Bread And Wine As Eucharistic Signs

By DON FIER

The immeasurable richness of the Holy Eucharist as the central mystery of the Catholic faith is reflected by its many designations, each of which evokes an aspect of its wondrous profundity.

The Compendium of the Catechism of the Catholic Church provides a list of its more common names, many of which we considered last week: “the Eucharist, Holy Mass, the Lord’s Supper, the Breaking of the Bread, the Eucharistic Celebration, the Memorial of the Passion, death, and Resurrection of the Lord, the Holy Sacrifice, the Holy and Divine Liturgy, the Sacred Mysteries, the Most Holy Sacrament of the Altar, and Holy Communion” (n. 275).

Truly, the Eucharist is “our highest act of thanksgiving to God” (Fr. John A. Hardon, SJ, The Faith, p. 117).

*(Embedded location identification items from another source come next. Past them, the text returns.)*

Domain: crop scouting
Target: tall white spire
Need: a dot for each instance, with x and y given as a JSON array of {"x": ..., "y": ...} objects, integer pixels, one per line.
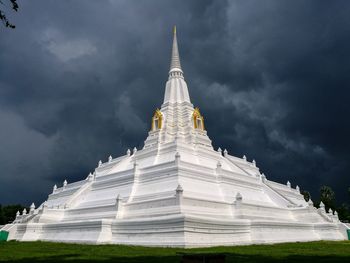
[
  {"x": 175, "y": 64},
  {"x": 176, "y": 90}
]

In its next section, the Catechism of the Catholic Church (CCC) treats the institution of the Holy Eucharist by our Lord at the Last Supper. It begins with a reflection on the signs — bread and wine — which are the focal point of every Holy Sacrifice of the Mass. “At the heart of the Eucharistic celebration,” teaches the Catechism, “are the bread and wine that, by the words of Christ and the invocation of the Holy Spirit, become Christ’s Body and Blood. . . . The signs of bread and wine become, in a way surpassing understanding, the Body and Blood of Christ; they continue also to signify the goodness of creation” (n. 1333).

This is evident in the words of the Offertory at each Holy Mass: “Blessed are you, Lord God of all creation, for through your goodness we have received the bread we offer you: fruit of the earth and work of human hands, it will become for us the bread of life . . . [and] the wine we offer you: fruit of the vine and the work of human hands, it will become our spiritual drink.”

Pope Benedict XVI spoke of the significance of offering bread and wine in his 2007 apostolic exhortation Sacramentum Caritatis: “In the bread and wine that we bring to the altar, all creation is taken up by Christ the Redeemer to be transformed and presented to the Father. In this way we also bring to the altar all the pain and suffering of the world, in the certainty that everything has value in God’s eyes. . . . It enables us to appreciate how God invites man to participate in bringing to fulfillment his handiwork, and in so doing, gives human labor its authentic meaning, since, through the celebration of the Eucharist, it is united to the redemptive sacrifice of Christ” (n. 47).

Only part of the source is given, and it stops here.